ECLI:NL:HR:2005:AU5153
Hoge Raad
- Cassatie
- A.G. Pos
- A.R. Leemreis
- C.J.J. van Maanen
- Rechtspraak.nl
Waardering van Legio-Leasecontracten in het kader van de Huursubsidiewet
In deze zaak gaat het om de waardering van een aandelenlease-overeenkomst in het kader van de Huursubsidiewet. De belanghebbende had een beschikking ontvangen voor het subsidiejaar van 1 juli 2000 tot en met 30 juni 2001, waarin het rekenvermogen per 1 januari 2000 op ƒ 93.252 was vastgesteld. Na bezwaar tegen deze beschikking, heeft de Inspecteur de beschikking gehandhaafd. De belanghebbende is vervolgens in beroep gegaan bij het Hof, dat het beroep gegrond verklaarde en het rekenvermogen verlaagde tot ƒ 83.715. Tegen deze uitspraak heeft de belanghebbende cassatie ingesteld.
De Hoge Raad heeft de zaak beoordeeld en vastgesteld dat voor de bepaling van het rekenvermogen, de aandelenlease-overeenkomst in aanmerking moet worden genomen voor de waarde in het economisch verkeer op de peildatum. De waarde van de overeenkomst bij tussentijdse beëindiging kan niet zonder meer worden aangenomen als de waarde in het economisch verkeer. De Hoge Raad oordeelt dat, indien tussentijdse beëindiging niet in de rede ligt, de waarde bij voortzetting van de overeenkomst beslissend is. In dit geval is de waarde van de aandelenlease-overeenkomst bij voortzetting vastgesteld op ƒ 85.826, wat door het Hof is bevestigd.

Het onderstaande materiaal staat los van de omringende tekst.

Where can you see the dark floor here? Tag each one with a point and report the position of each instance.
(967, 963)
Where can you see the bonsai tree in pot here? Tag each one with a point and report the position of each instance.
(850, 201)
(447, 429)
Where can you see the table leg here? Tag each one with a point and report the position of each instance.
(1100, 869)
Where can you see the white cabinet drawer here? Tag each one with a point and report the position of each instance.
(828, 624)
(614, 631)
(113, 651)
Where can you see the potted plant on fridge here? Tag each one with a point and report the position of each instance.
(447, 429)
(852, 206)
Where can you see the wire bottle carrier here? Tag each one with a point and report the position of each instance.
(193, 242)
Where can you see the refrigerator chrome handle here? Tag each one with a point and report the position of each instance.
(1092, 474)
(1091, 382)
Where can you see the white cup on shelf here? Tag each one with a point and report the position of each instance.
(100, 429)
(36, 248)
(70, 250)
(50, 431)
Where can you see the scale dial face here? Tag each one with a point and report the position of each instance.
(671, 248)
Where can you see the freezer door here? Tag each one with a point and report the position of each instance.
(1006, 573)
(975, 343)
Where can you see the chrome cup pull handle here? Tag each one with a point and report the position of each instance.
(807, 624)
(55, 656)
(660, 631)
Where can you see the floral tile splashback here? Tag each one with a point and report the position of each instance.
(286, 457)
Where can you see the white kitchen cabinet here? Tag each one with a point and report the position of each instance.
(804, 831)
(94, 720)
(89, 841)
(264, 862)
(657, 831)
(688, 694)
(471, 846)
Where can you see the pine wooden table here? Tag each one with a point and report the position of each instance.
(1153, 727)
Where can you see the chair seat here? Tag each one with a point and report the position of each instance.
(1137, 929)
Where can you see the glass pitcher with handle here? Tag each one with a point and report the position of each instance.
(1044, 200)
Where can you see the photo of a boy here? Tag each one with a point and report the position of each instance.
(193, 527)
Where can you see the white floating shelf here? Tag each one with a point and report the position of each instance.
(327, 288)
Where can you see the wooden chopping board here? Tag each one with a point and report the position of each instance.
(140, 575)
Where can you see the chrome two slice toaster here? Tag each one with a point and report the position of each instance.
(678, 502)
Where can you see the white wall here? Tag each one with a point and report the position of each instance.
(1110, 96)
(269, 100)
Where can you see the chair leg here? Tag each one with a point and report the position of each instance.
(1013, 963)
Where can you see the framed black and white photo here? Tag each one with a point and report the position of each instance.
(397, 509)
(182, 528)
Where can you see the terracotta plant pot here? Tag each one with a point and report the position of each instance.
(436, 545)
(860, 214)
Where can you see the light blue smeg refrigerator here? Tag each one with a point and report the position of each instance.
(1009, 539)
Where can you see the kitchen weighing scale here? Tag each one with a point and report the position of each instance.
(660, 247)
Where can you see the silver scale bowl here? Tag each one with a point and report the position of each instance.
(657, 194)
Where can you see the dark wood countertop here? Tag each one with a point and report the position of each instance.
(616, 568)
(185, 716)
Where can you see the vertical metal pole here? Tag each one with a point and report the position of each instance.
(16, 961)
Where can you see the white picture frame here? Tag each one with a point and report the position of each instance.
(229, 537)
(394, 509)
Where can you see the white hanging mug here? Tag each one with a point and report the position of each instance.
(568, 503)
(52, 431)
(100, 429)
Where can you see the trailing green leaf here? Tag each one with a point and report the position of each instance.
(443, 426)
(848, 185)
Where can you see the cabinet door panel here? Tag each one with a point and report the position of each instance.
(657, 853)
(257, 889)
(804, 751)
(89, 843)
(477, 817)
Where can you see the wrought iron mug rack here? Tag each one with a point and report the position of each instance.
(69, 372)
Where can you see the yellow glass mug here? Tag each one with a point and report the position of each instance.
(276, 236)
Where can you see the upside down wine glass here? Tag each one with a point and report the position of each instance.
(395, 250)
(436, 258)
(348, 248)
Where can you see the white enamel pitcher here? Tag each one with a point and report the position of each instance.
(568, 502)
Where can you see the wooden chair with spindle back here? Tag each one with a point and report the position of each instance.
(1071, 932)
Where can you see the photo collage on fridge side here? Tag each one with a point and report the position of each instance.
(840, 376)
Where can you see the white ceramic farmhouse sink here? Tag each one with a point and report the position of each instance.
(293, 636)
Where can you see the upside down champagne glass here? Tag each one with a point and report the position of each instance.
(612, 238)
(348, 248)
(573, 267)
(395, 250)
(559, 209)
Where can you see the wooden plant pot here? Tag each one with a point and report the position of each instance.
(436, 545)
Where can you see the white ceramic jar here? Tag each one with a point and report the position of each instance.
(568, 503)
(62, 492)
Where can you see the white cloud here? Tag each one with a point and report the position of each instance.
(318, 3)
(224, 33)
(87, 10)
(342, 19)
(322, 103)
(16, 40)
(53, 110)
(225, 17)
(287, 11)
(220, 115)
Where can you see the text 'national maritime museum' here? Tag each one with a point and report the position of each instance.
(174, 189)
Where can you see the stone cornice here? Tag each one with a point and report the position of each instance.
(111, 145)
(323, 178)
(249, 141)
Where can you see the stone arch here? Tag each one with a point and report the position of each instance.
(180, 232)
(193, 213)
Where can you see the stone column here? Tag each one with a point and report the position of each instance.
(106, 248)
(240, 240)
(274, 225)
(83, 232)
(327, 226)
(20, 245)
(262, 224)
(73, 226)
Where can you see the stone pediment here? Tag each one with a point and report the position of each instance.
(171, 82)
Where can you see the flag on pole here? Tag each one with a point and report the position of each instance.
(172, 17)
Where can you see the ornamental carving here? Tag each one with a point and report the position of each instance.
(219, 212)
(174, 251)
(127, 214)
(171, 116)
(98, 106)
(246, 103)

De Hoge Raad heeft geconcludeerd dat de klacht van de belanghebbende niet tot cassatie kan leiden, omdat de waarde bij voortzetting als de aan de overeenkomst toe te kennen waarde in het economisch verkeer moet worden beschouwd. De Hoge Raad heeft het beroep ongegrond verklaard en geen termen aanwezig geacht voor een veroordeling in de proceskosten. Dit arrest is uitgesproken op 28 oktober 2005 door de vice-president en twee raadsheren, in aanwezigheid van de waarnemend griffier.